In the plot above, we can see some clear differences between Wikipedia overall and articles about Women Scientists. The "Empty" cell shows the proportion of articles that exist at the end of our observations ("possible_n") that were not yet created. Here, we can see that the rate of creation of articles for all of Wikipedia is much faster than the rate of creation of Women Scientist articles until mid-2013.

Surprisingly, the "Stub" cell show that Wikipedia generally saw a steady growth of Stubs whereas Women Scientists saw period growth. Between 2004 and 2009, Women Scientist Stubs grew steadily, but then stopped until mid-2013 when there was a sudden up-tick that continues until the end of our data (Aug 2016).

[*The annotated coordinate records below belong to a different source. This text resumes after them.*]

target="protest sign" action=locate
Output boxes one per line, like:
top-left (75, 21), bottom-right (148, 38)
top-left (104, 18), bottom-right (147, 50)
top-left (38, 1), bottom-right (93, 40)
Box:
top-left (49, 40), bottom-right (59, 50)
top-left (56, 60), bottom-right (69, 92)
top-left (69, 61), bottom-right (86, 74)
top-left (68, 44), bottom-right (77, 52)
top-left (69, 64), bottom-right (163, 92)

The creation (or promotion) of Women Scientist articles to Start class runs much more in-step with the rest of Wikipedia for most of its history, but it shows a suddent growth around beginning of 2013. A similar trend plays out in "C" class articles.

plot = ggplot(
    mq.by_prediction[prediction %in% c("B", "GA", "FA"),],
    aes(x=month, y=n/possible_n, linetype=group, color=group)
) + 
theme_bw() + 
facet_wrap(~prediction, nrow=1) + 
geom_line() + 
scale_y_continuous("Proportion of all 'possible articles'")
print(plot)

The proportion of articles falling to "B" class shows a dramatically different trend for all Wikipedia (exponential growth with an abrupt stop in 2007) and articles about women scientists (eponential growth until 2007, followed by a sharp decline to a valley between 2011 and 2014 and recovery). The proportion of GA articles largely tracks overall Wikipedia, though there's a smaller proportion of GA class women scientist articles between 2007 and 2013 followed by a dramatically higher proportion from 2013 forward. The FA class cell shows the proportion of FA (Wikipedia's highest quality class) articles about women scientists has been consistently lower than the rest of the encyclopedia.